Google has done something with its AI chips that seems like a technical footnote but actually signals a structural shift in the industry. At Google Cloud Next in Las Vegas this week, the company unveiled the eighth generation of its Tensor Processing Units (TPUs) as not one chip but two: the TPU 8t for training large frontier models, and the TPU 8i designed specifically for inference. It is the first time Google has formally split the line, and the reasoning tells you where the money is moving.
For most of the AI boom, the dominant computational challenge was training: the process of teaching a model on enormous datasets before it could do anything useful. Nvidia built its dominance on being the best hardware for that job. But training is a one-time cost per model. Inference, the process of actually running a model when a user interacts with it, happens billions of times a day and scales with every new user, every new application, every AI agent running in the background of a product. As the quality of frontier models has converged and the gap between leading labs has narrowed, the competitive pressure has shifted to who can run models most cheaply and quickly at scale.
Google's TPU 8i directly targets this. The chip makes a significant jump in high-bandwidth memory, which Google describes as solving the "memory wall": the gap between how fast a processor makes calculations and how fast it can access the data it needs. For AI agents, which require rapid, repeated inference calls to take actions in the world rather than just answer questions, that bottleneck matters enormously. Google Cloud CEO Thomas Kurian framed the two-chip split as "natural evolution," but Google's infrastructure chiefs were less understated: "AI is evolving from answering questions to reasoning and taking action."
Nvidia has not been standing still. The company struck a $20 billion licensing deal with inference chipmaker Groq late last year, and debuted a new inference-focused chip in March. Its CUDA software ecosystem remains a significant structural advantage: most AI developers build on it, and switching costs are high. KeyBanc analyst John Vinh reaffirmed an Overweight rating on Nvidia, citing CUDA as a competitive moat that Google's TPUs have not managed to erode.

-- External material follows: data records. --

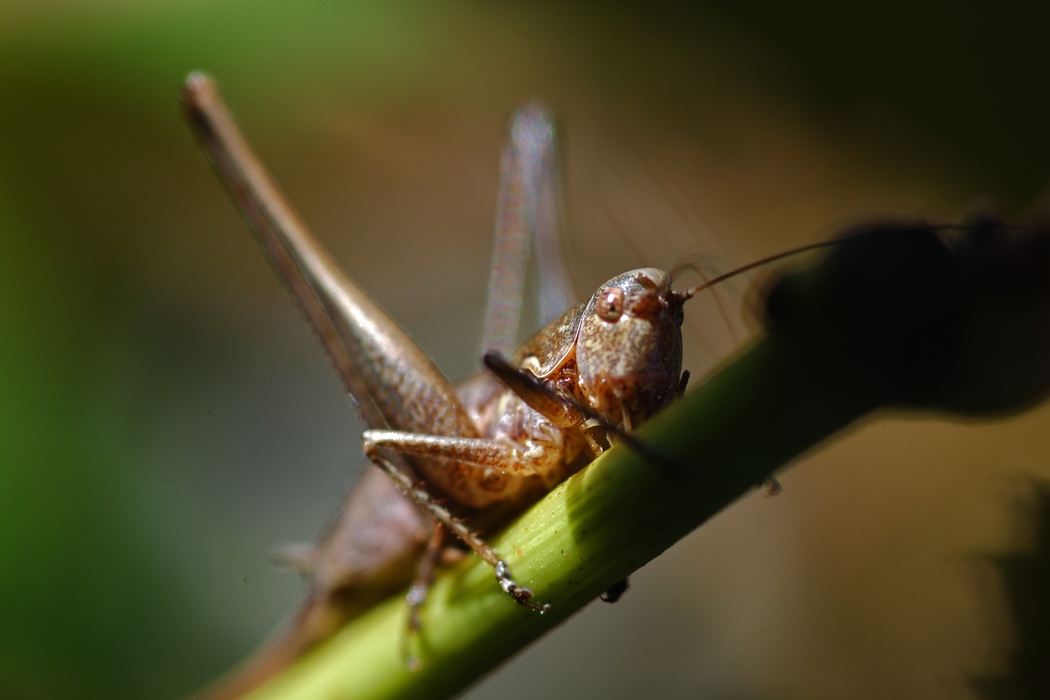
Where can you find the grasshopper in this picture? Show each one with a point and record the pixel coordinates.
(487, 448)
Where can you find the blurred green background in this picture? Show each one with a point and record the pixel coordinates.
(166, 419)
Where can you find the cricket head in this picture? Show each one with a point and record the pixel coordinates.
(629, 346)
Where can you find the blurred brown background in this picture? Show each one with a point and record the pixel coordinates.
(166, 418)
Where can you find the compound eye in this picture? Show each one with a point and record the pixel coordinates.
(610, 304)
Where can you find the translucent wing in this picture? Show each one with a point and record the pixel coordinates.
(528, 213)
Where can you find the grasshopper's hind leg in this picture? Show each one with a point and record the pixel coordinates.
(418, 492)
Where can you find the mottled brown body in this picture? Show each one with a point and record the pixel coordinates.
(485, 449)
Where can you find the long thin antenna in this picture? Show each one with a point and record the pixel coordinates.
(691, 292)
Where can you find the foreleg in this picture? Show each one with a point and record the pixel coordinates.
(418, 493)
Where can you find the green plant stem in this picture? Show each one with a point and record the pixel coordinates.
(755, 415)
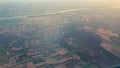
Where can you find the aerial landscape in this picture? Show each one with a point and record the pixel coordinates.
(59, 34)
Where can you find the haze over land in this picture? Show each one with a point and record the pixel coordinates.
(59, 33)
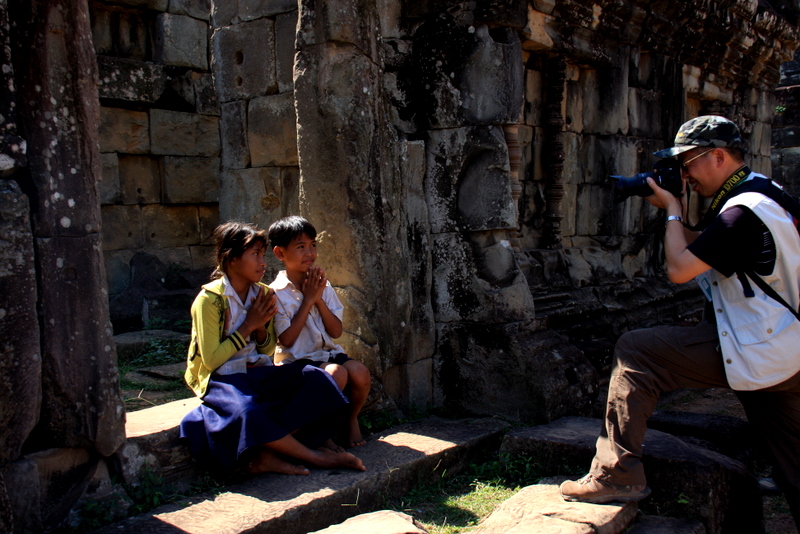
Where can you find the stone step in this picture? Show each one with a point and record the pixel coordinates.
(397, 460)
(685, 479)
(539, 508)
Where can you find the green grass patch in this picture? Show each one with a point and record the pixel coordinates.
(457, 503)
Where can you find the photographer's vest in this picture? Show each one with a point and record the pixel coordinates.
(758, 336)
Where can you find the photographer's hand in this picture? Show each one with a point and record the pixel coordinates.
(663, 199)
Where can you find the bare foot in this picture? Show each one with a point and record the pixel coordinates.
(355, 439)
(267, 462)
(329, 444)
(329, 459)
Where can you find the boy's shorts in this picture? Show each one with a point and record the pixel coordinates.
(338, 359)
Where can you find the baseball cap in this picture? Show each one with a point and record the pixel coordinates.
(705, 131)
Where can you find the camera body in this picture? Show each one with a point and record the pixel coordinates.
(666, 173)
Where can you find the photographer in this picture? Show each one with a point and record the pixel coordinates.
(748, 340)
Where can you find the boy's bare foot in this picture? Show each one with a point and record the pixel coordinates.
(267, 462)
(330, 444)
(329, 459)
(355, 439)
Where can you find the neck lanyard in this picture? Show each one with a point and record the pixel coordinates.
(718, 201)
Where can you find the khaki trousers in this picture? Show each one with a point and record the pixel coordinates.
(654, 360)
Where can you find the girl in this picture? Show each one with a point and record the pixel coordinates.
(254, 413)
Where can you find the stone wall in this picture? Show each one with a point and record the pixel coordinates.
(160, 154)
(60, 398)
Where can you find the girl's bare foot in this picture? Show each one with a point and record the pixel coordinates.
(329, 444)
(355, 439)
(267, 462)
(329, 459)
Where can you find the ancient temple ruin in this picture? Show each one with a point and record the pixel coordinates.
(453, 154)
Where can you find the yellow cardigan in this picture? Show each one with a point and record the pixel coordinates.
(209, 347)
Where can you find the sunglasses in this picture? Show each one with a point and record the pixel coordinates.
(685, 164)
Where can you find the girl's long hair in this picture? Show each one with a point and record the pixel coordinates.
(231, 240)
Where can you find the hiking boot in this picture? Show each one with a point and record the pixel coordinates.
(591, 490)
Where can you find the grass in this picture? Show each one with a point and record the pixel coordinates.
(458, 503)
(156, 352)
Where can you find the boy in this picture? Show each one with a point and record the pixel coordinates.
(310, 315)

Still, Google's position in the TPU market has strengthened considerably. Meta committed to a multibillion-dollar TPU procurement agreement. Anthropic, which uses Google Cloud infrastructure, expanded its TPU access to potentially one million chips. The chips are now available to PyTorch developers, which removes one of the historical friction points for adoption. Google has also reportedly tested on-premises TPU installations for corporate clients, suggesting it is starting to compete in the enterprise hardware space rather than purely through cloud access.
The interesting tension here is that Google both competes with Nvidia and depends on it. Google trains its Gemini models on its own TPUs, but it also sells access to Nvidia chips through Google Cloud and will offer Nvidia's next-generation Vera Rubin GPUs to customers. For Google, the chip strategy is partly about cost control and partly about positioning for the agents era: the company that controls the most efficient inference silicon controls a key variable in how cheaply the next generation of AI applications can be built and run. The question is whether Google's integration advantage, building chips and models in the same organisation, compounds fast enough to matter in a market Nvidia has owned for a decade.